Anyone can make the thread, first in first served. If you are here on a day and there’s no daily thread, feel free to create it!
Anyway, it’s just a chance to talk about your day, what you have planned, what you have done, etc.
So, how’s it going?
Thought for the day
I just started reading The Subtle Art of Not Giving A Fuck.
There are some nice insights in the book so far, but one that has really stuck out is:
"The desire for more positive experience is itself a negative experience. And, paradoxically, the acceptance of one’s negative experience is itself a positive experience."
Do you try to be happy?
I must re read that. A good book - even if only for a different perspective
Ooh, that's one I've been meaning to read for a while. Overall, how are you enjoying the book so far?
From the book:
I'm about 10% through, it is really good.
It really starts strong with an interesting anecdote about the poet Charles Bukowski.
I read it a while back. If I remember rightly, it has mixed reviews because it doesn't click with everyone. I remember it being an enjoyable and easy read so I say give it a go.
I like these lite philosophical questions you ask.
I think I tend more towards trying not to be unhappy.. Most of the things I do are driven negatively by a fear of chaos and proactive avoidance of stress, and positively by a desire to achieve and be organised. Happiness doesn't consciously factor in very often.
For most of my life I don't think I have been overly happy, but I've reached some decent depths of depression. Most of the time I'm 'just ok.'
I've been in some pretty dark places, so if I can be just ok, I'm happy with that. Oh hey, there you go. I guess I do try!
LOL
I tend to think big thoughts often, it is just the way I am. I could be far more esoteric; but I digress.

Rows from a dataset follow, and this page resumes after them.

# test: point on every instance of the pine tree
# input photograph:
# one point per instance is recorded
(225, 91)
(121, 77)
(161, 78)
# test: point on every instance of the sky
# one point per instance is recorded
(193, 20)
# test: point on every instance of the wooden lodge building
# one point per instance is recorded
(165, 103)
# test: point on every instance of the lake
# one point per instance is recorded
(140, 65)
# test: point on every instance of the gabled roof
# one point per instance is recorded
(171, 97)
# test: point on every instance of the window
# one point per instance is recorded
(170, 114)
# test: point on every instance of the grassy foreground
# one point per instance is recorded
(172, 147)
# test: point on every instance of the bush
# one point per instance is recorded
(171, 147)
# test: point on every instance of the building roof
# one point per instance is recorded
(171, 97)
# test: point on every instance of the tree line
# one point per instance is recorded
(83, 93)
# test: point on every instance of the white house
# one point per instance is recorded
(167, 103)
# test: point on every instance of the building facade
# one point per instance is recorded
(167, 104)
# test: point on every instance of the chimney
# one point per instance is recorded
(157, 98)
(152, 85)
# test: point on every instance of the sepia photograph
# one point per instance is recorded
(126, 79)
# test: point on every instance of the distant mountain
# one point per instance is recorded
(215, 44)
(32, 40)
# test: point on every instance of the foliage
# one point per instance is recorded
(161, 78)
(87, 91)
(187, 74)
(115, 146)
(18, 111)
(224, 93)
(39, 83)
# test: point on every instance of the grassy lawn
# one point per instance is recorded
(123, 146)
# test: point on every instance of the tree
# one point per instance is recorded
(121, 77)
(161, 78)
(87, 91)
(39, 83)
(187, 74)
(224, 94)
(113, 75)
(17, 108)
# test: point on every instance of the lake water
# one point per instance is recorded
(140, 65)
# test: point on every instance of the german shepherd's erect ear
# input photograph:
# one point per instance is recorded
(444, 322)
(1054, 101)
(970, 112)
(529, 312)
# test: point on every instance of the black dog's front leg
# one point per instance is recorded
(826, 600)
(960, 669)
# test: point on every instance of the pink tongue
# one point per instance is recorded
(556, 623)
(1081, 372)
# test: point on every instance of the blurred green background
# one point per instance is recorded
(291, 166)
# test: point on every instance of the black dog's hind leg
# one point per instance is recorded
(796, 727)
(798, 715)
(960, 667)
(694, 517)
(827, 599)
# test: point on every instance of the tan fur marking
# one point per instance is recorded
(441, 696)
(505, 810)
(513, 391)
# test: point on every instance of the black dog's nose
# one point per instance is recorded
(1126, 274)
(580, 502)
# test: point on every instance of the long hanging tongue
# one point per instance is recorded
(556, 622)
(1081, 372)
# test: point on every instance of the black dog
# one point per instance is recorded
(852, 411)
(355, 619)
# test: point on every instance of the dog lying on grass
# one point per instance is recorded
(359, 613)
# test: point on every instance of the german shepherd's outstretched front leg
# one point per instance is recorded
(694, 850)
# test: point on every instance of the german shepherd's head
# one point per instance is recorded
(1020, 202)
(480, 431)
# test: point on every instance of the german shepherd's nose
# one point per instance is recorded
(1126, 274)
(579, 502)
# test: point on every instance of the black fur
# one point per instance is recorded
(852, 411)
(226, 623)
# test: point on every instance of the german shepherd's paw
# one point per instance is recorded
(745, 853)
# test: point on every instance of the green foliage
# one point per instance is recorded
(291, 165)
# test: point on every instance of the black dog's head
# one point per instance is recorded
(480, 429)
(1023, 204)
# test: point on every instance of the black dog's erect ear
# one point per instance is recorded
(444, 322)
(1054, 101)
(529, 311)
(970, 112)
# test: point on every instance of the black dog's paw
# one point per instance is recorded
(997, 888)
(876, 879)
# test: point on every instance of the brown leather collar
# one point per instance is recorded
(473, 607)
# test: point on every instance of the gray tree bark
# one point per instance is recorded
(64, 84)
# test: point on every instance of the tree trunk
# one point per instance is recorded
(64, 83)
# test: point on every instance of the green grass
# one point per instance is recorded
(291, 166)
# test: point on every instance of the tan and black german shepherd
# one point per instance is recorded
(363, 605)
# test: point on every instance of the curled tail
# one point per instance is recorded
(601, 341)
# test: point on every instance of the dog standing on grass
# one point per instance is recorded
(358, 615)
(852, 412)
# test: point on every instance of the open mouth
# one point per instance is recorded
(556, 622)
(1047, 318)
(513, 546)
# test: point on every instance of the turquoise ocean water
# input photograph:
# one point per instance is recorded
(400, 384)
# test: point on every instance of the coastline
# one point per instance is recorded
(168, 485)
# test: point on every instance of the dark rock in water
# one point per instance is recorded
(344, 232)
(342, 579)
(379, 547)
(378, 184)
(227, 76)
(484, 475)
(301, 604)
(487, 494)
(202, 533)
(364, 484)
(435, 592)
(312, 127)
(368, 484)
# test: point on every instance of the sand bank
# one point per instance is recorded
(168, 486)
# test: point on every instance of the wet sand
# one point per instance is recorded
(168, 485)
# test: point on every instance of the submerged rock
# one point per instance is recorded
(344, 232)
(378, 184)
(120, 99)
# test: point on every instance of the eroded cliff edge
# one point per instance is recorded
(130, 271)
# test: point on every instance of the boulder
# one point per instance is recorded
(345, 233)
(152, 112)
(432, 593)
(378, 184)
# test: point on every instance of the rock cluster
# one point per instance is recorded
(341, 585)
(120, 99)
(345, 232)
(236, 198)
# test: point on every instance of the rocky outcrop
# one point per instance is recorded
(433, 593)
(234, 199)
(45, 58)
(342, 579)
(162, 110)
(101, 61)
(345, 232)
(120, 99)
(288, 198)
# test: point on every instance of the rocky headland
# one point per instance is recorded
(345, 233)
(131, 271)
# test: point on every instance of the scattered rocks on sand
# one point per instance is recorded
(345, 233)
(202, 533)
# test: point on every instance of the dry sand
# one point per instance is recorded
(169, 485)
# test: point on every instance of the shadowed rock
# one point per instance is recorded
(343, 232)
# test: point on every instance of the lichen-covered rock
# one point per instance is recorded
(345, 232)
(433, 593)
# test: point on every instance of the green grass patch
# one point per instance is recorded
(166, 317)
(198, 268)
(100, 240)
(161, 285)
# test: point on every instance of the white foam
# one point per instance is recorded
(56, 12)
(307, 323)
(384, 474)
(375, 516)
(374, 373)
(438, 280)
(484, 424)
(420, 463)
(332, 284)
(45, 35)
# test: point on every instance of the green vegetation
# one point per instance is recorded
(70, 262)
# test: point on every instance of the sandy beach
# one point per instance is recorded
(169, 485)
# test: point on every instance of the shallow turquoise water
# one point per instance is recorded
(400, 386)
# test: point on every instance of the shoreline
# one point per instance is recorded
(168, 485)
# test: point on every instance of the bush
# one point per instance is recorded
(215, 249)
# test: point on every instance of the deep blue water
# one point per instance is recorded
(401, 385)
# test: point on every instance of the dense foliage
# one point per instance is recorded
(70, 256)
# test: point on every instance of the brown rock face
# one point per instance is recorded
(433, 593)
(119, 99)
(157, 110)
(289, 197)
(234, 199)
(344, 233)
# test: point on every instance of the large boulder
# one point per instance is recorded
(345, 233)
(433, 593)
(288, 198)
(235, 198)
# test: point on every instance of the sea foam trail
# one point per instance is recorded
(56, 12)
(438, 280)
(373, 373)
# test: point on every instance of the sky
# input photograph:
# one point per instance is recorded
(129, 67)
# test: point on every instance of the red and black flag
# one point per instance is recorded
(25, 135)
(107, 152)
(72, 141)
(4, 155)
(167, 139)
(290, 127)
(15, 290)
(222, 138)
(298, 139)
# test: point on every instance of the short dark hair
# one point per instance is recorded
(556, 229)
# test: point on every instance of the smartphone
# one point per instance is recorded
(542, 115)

Early in my "adulthood" I was very depressed, I flirted with ideas of suicide often. Until one day; I had been ignoring my health and was sick, but still went out drinking and parting with some friends. I was always looking for external validation. Next morning I was walking home sick, with shit running down my leg, hungover in the freezing rain in clothes that were not suited to being in the rain. I decided at that point that I was going to end it when I got home....suffice to say, the walk home helped clear my head.
I realized that always trying to be happy and chasing happiness didn't work for me. From then on I was still depressed, but got better surprisingly quickly.
I was reading a book referencing a study a while back, the study gave everyone pagers, and throughout the day and asked them to rate their happiness. What they found is that while you get a brief blip when you dog dies or you win lotto, regardless of your demographic it's not long before you're back rating happiness at 7/10. Rich or poor, young or old, stressed or lazy: 7/10.